Павловские дед и бабка столь же напоминают горьковских Дедушку и Бабушку, сколь и гоголевских старосветских помещиков. И даже случайные совпадения кажутся неслучайными: бабушка называет внука «Олешей», а действие происходит в Малороссии. Это – «идиллия», изображенная умным и ироничным пером, – очень важный компонент классической русской прозы.
Идиллия заканчивается, едва речь заходит о матери и отце. Мать и отец показаны зыбко и как бы недоуменно. Самые близкие люди суть самые непонятные. Фигура отца смутно возникает откуда-то из темноты, из чужого мира. Даже когда он рядом, он все равно далек. Даже когда он обнимает, это странно. Даже если он любим, то с опаской. Новый год, елка, гости, ссора с сестрой. «… я чувствую, что сделал плохо всем и что-то ушло из комнаты – она холодная теперь и чужая.
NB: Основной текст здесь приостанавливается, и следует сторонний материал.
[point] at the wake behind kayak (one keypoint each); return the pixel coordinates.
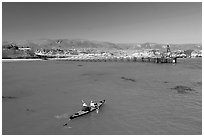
(81, 113)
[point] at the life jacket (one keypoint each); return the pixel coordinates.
(84, 105)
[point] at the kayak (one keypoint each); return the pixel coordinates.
(81, 113)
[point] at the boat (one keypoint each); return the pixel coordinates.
(81, 113)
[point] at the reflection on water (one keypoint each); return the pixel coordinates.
(141, 98)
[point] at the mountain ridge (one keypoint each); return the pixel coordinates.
(84, 43)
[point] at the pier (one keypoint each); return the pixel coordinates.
(120, 59)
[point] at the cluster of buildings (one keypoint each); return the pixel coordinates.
(91, 53)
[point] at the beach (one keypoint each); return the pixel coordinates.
(141, 98)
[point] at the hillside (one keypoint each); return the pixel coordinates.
(79, 43)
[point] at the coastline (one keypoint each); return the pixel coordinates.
(17, 60)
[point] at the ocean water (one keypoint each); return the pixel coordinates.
(141, 98)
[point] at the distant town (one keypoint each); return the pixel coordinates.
(14, 51)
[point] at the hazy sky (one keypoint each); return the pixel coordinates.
(113, 22)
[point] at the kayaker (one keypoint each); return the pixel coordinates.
(92, 104)
(85, 107)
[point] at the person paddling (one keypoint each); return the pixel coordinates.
(84, 106)
(94, 105)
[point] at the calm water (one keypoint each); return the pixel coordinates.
(140, 98)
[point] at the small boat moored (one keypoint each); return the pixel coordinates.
(81, 113)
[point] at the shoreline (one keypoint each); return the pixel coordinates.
(17, 60)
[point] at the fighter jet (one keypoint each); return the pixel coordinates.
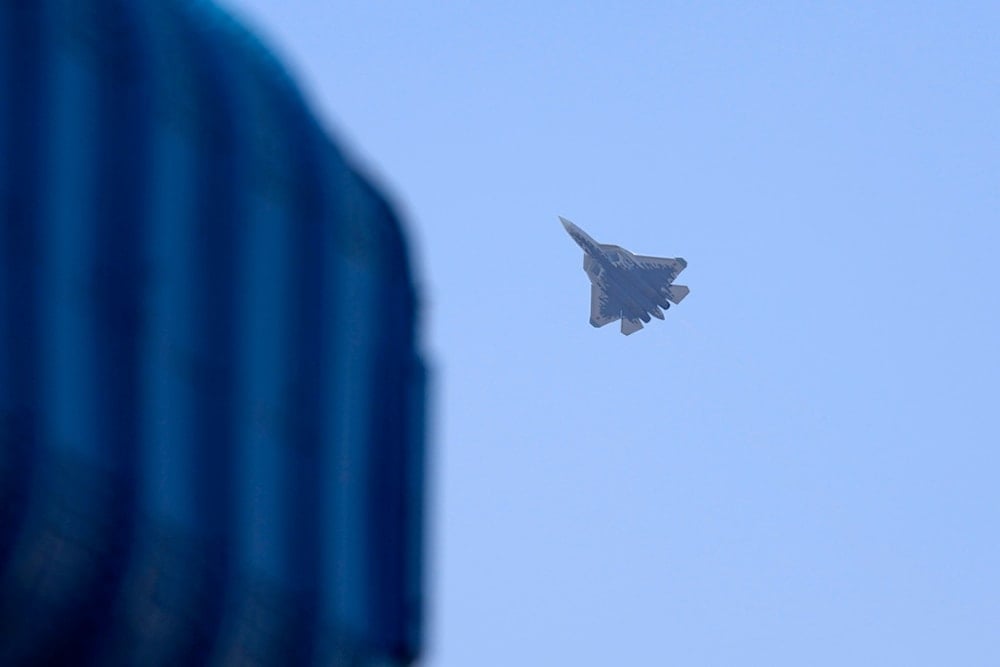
(626, 286)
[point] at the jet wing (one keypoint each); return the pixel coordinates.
(661, 270)
(603, 310)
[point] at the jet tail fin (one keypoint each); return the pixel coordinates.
(676, 293)
(630, 326)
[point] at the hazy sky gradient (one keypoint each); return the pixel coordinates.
(800, 465)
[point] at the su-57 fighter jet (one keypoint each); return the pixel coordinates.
(626, 286)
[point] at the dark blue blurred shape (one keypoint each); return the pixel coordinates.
(211, 402)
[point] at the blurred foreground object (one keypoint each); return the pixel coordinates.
(211, 401)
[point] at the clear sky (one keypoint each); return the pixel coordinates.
(800, 465)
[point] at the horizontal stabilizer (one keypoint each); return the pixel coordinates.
(676, 293)
(630, 326)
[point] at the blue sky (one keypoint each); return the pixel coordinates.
(800, 465)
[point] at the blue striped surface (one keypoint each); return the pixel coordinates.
(210, 398)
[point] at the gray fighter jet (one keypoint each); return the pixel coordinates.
(626, 286)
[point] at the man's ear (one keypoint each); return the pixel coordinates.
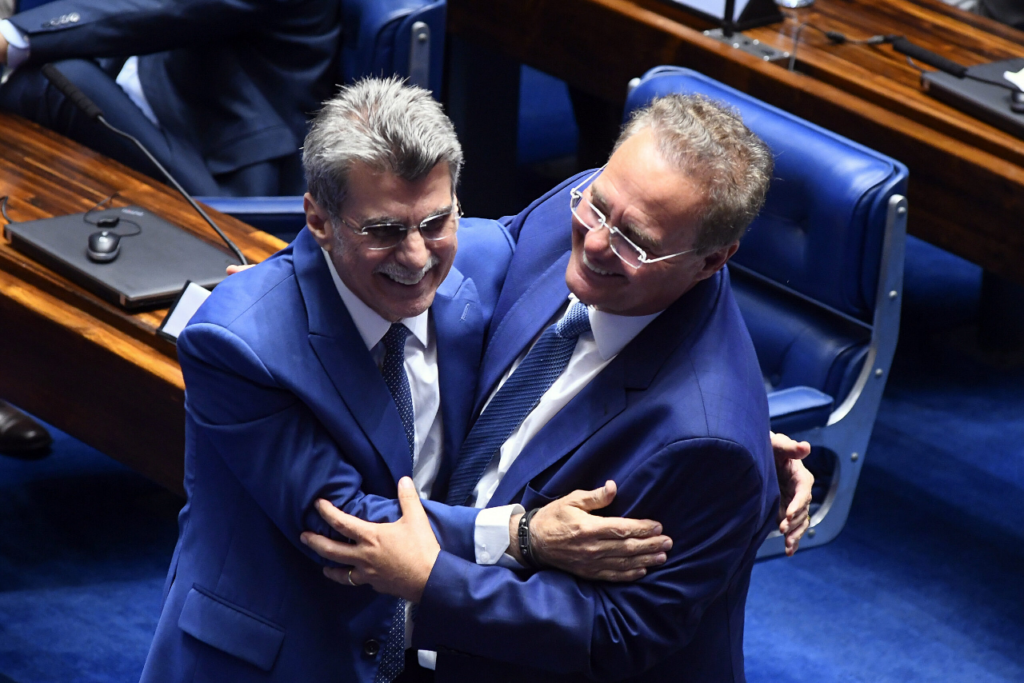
(316, 220)
(714, 261)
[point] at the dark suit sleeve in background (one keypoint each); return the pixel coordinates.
(708, 495)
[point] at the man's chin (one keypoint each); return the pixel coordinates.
(401, 301)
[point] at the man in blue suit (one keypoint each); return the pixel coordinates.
(219, 90)
(341, 365)
(660, 392)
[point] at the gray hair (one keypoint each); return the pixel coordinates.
(708, 141)
(383, 123)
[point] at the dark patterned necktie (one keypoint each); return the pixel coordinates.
(393, 369)
(515, 399)
(396, 380)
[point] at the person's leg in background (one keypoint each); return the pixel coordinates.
(30, 95)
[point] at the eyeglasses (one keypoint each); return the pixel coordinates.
(388, 236)
(593, 219)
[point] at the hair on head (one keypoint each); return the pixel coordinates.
(387, 125)
(708, 141)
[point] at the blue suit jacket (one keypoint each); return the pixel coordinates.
(235, 80)
(680, 421)
(285, 406)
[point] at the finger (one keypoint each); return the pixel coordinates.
(784, 447)
(409, 500)
(630, 563)
(342, 553)
(620, 577)
(344, 523)
(621, 527)
(594, 500)
(793, 540)
(631, 547)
От чувства вины брожу за отцом, куда б он ни пошел: он курит угрюмо на кухне, развалившись на другом диване, на кухонном, – обношенном скрипучем старичке, а я стою одиноко в дальнем от него краю кухни, у двери, немножко прячась за косяк, так стою, будто подглядываю из-за угла…»
И все же: «Первое в детстве – это влюбленное в него (в отца. – П. Б.) желание побороться с eгo силой или пойти безоглядно на то испытание, на которое он посылал».
Но здесь же: «Я заразился ненавистью к нему, как болезнью».
Отец становится понятен только в момент слабости, падения. Вот он пьяный, униженно бегает за новой и новой бутылкой. «Когда он убирался, делалось покойно, но страх, что он снова вернется, угнетал…»
В повести Павлова много таких жестоких подробностей «безбожных переулков», в которых плутает душа маленького героя. На первый взгляд это всего лишь частная душевная биография. В последней своей вещи Павлов всячески удерживался от нравственных обобщений, от символической многозначительности, сфокусировав ее только в названии. Но, может быть, именно поэтому повесть и дышит свободно и читается с трепетом, будто твоя собственная биография?